SUMMARY: getting info after a crash

From: Peyton Bland <bland_at_umich.edu>
Date: Tue, 31 Oct 2000 12:15:49 -0500

Hi,

Here is a belated summary. First the original question...

=====================

We are running 4.0F on a DS20 and have had no strange problems for the
first 6 months of operation. But within the last 2 weeks, the system has
twice stopped dead -- no response at the console or via the network. The
console screen is black, nothing diagnostic is written to
/usr/adm/binary.errorlog or messages or to any of the syslog logfiles, and
the front panel display showed only "AlphaServer DS20". Is there anywhere
else I can look for a clue as to what happened? (If not, I guess I'll have
to learn how to read a crash dump!)

But why did it crash? If we were using the deferred mode of swap
allocation, could that cause a crash of this sort? We are actually using
immediate mode on this system (ie, a sym link exists from /sbin/swapdefault
to /dev/rz8b), but I've always been curious about the ramifications of
using deferred mode (which we use on other systems). By the way, we have
2Gb memory and over 7Gb swap on this system.

=====================

I hope the following summary isn't too long!
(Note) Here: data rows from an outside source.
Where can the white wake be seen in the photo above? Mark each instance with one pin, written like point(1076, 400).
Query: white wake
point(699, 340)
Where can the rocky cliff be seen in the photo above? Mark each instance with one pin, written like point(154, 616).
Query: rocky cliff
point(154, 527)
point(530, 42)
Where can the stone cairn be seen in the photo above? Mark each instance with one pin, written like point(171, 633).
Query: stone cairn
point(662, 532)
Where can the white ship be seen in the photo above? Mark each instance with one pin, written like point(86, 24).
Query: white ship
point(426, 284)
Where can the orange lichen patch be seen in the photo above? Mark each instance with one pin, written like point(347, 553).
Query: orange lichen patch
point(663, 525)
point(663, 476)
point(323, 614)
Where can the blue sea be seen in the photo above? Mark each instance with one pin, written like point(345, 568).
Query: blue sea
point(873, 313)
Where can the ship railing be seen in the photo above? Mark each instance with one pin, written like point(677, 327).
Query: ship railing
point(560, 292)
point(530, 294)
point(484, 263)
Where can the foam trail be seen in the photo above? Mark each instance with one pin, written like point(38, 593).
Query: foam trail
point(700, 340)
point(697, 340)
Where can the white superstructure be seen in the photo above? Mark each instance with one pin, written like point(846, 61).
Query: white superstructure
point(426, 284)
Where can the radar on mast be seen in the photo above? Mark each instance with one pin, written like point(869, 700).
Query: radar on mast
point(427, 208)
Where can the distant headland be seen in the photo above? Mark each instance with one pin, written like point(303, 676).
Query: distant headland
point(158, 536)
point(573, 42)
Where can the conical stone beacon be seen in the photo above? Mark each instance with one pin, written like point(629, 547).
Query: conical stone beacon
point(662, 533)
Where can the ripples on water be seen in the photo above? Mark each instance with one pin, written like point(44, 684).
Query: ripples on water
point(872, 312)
I learned A LOT about Tru64
from the replies I received, so perhaps this information will be useful to
others. Here goes...

---------------

Tom Blinn ("Dr. Tom Blinn, 603-884-0646" <tpb_at_doctor.zk3.dec.com>) and Nick
Hill ("Hill, NM (Nick) " <N.M.Hill_at_rl.ac.uk>) pointed-out that it was
probably not a crash but a hang. A crash would produce in the
/var/adm/crash directory a "crash-data.<n>" file with a date and time stamp
that matches when the system was rebooted; I found no such files. In the
case of a hang, Tom writes...

"The system has a "halt" button, I believe, that should allow you to get
it into the console firmware; read the hardware documentation. If you
get into this hung state, and can force the system into the SRM console
firmware using the "halt" button, then you can issue a "crash" command
in the firmware, and that should force a crash, which should get you a
crash-data file (and a memory image and a copy of the running kernel) in
your /var/adm/crash directory. Then someone who knows how to interpret
that data might be able to figure out why the system is hanging."

Nick's advice was similar, as was Rubén Cortegoso's (Rubén Cortegoso
<rcortegoso_at_uolmail.com.ar>). Alan Davis sent a lengthy and very thorough
reply ("Davis, Alan" <Davis_at_tessco.com>); rather than reproduce it here, I
will make it available on request. Thanks also to Emmanuel Bove
(EBOVE_at_bouyguestelecom.fr).

-----------------

David Rabjohns ("Rabjohns, David" <David.Rabjohns_at_logistics.nhs.uk>) passed
along the following:

"We had a very similar problem with a DS20 which, after lengthy investigation
turned out to be a fault with one of the cpu's. If you are getting no syslog
messages or crash dumps then this may very well be the case. One main
symptom of this kind of fault is that you will be unable to "halt" the
system when it hangs - if this is happening then I suggets you get an
engineer to look at the CPU(s)."

-------------------

Narendra Ravi ("Narendra Ra[a]vi" <narendra_at_spiff.hr.att.com>) wrote:

Most software typically leaves a footprint. We have been plagued with such
unexplainable crashes for our ES40s and 99% of the time we had to re-seat
or replace some piece of hardware (CPU boards, memory boards, etc).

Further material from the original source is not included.